JACK M. KARTUSH AND SEILESH C. BABU


Surgical reconstruction of the ossicular chain has evolved into a reliable procedure with multiple options available to restore sound transmission through the middle ear. Even in expert hands, however, hearing loss, prosthesis displacement, and tympanic membrane perforation may occur. The literature contains a plethora of publications on ossiculoplasty, but comparing results between studies is difficult because a uniform protocol for preoperative risk stratification and analysis of results has yet to be accepted. Consequently, many surgeons simply continue to use the same techniques and prostheses they learned as a resident rather than unravel the sometimes ambiguous claims in the literature.

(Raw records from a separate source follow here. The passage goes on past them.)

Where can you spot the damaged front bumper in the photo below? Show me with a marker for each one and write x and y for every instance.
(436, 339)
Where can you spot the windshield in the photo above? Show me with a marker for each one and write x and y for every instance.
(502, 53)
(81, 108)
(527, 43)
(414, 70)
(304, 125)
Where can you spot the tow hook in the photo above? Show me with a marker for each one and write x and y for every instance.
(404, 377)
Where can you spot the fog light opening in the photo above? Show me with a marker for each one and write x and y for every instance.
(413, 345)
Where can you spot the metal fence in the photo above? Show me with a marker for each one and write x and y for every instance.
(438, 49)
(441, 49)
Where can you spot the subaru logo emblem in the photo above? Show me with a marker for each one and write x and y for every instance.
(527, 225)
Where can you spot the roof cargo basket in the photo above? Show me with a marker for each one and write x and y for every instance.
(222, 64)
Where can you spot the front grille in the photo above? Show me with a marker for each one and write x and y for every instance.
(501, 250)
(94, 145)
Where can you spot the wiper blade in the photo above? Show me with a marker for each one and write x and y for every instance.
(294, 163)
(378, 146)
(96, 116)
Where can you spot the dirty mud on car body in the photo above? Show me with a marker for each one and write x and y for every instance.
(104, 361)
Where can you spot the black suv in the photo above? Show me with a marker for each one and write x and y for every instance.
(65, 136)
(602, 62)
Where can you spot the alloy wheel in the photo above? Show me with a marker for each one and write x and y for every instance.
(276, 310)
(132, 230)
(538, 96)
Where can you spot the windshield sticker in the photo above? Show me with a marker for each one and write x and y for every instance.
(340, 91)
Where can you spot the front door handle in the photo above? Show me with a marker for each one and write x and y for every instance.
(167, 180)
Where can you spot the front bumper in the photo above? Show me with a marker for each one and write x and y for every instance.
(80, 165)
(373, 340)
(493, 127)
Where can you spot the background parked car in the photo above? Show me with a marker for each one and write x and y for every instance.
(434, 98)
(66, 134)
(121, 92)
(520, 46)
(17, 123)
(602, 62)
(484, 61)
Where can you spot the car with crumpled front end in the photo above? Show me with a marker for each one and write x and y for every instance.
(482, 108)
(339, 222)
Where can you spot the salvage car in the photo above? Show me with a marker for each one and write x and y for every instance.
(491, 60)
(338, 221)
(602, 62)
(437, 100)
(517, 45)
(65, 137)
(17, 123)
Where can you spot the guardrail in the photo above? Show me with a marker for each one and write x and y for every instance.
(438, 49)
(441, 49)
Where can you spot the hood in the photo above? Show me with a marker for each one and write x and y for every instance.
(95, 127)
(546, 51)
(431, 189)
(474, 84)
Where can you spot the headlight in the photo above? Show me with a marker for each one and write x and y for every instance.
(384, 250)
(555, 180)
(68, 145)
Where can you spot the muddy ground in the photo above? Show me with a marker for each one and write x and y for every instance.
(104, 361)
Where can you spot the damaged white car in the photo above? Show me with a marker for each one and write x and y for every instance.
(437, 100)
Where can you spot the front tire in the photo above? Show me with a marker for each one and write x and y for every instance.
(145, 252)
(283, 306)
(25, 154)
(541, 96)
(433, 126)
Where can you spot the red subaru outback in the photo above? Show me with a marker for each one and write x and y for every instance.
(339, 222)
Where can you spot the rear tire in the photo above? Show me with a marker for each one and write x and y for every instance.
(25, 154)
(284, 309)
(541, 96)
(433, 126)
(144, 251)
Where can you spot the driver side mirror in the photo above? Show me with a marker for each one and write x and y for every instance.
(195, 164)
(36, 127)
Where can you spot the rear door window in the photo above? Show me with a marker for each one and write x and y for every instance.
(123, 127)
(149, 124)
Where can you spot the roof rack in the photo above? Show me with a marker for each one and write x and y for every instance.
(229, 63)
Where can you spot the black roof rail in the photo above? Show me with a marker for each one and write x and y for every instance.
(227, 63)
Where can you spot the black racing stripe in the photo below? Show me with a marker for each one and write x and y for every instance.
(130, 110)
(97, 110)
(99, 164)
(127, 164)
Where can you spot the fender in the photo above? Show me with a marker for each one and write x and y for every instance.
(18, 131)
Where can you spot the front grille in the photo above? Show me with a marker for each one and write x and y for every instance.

This chapter reviews prosthetic materials, designs, and surgical techniques to minimize errors and maximize success of ossiculoplasty. Ossicular reconstruction is usually performed in the face of other disease processes such as eustachian tube dysfunction (ETD), cholestea-toma, and tympanic membrane perforation. These disease states must also be addressed to ensure successful ossiculoplasty.


■ Error Reduction


Microsurgery is an inherently difficult task often exacerbated by the severity of disease, scar, and congenital variations. Errors in otologic surgery, as in life, cannot all be avoided, even for the most fastidious, experienced surgeon. The only way to ensure the absence of human error is to omit humans. Because the latter is impossible, superior training, experience, and a consistent protocol are essential.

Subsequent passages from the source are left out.